Les brumes du passé
Les brumes du passé, Leonardo Padura, Ed. Métailié noir, 2006
Cuba, été 2003, Mario Conde, dit le Conde, vit en achetant et vendant des livres anciens. Ancien policier -il a démissionné une douzaine d'années plus tôt-, il traque les bonnes affaires des Cubains obligés de vendre leurs livres pour pouvoir manger. C'est en visitant une bibliothèque extraordinaire qu'il va découvrir, des livres précieux, certes, mais aussi une mystérieuse voix de femme qui va littéralement l'envoûter et qui l'amènera à découvrir les bas-fonds de La Havane.

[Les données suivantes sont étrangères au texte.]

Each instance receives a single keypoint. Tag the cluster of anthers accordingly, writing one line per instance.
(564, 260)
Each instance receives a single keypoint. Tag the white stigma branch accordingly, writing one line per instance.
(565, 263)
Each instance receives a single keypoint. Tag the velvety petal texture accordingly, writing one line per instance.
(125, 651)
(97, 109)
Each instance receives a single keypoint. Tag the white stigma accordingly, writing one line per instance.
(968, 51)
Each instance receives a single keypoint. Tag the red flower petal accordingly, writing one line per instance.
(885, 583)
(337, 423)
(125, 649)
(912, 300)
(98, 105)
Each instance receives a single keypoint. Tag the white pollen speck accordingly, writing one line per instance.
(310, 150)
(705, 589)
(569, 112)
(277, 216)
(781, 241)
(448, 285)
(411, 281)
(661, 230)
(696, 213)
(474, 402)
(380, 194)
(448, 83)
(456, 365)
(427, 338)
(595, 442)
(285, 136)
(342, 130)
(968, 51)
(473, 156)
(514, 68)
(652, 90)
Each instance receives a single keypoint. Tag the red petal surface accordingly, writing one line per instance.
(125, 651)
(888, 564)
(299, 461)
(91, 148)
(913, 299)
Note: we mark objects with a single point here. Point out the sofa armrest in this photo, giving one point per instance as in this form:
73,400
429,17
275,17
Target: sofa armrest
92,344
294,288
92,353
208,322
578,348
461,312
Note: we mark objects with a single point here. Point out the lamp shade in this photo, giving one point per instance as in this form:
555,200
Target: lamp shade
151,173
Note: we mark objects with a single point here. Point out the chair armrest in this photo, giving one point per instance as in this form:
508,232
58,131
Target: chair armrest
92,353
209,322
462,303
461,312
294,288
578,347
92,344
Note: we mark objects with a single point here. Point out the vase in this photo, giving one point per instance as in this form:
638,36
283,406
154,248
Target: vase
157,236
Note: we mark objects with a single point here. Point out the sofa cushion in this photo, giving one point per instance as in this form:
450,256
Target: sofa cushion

Ce roman commence comme une histoire tranquille et l'on se demande même pourquoi il est qualifié de "noir". Et puis, doucement, l'histoire et les personnages basculent dans le sombre et le policier. Leonardo Padura écrit dans une langue très colorée, haute en couleur. Il utilise beaucoup d'images dans de longues phrases donnant un ton très personnel et très agréable à son style et la sensation de lire un vrai auteur cultivé et documenté. Elles suivent ou impriment la lenteur et la distance nécessaires au Conde pour entrer dans l'histoire et raisonner correctement. Les dialogues ne sont pas en reste et les personnages, aussi bien le Conde, que ses acolytes moins exposés, sont bien décrits et assez forts pour tenir tout au long de cette histoire pleine de rebondissements et de découvertes. L'auteur oscille habilement entre le roman noir et un livre plus "mélancolique sur la perte des illusions, l'amour des livres, de la culture ..." (4ème de couverture). Il n'est pas exempt non plus du constat de la déchéance de La Havane et de Cuba et de la désillusion des habitants obligés à moult bassesses pour simplement manger et la résignation des gens aimant la culture qui constatent la quasi disparition de celle-ci de cette île qui fut pourtant un terreau fertile pour la musique et l'écriture. En cela, on peut rapprocher Padura des Mankell et autres écrivains de polars ou romans noirs ne se contentant pas de raconter une bonne histoire, mais y ajoutant une réflexion sociétale ou politique ; de quoi lire avec plaisir en s'instruisant !
Je ne connaissais pas Leonardo Padura, ni son personnage Mario Conde, et étais très peu au fait de la vie à Cuba : je lui sais gré de m'avoir un peu ouvert les yeux sur son île natale et j'avoue avoir très envie de retrouver le Conde dans d'autres aventures : je me suis laissé dire d'ailleurs que L. Padura avait écrit d'autres livres avant celui-ci avec comme héros l'inspecteur Mario Conde, du temps où il était encore policier.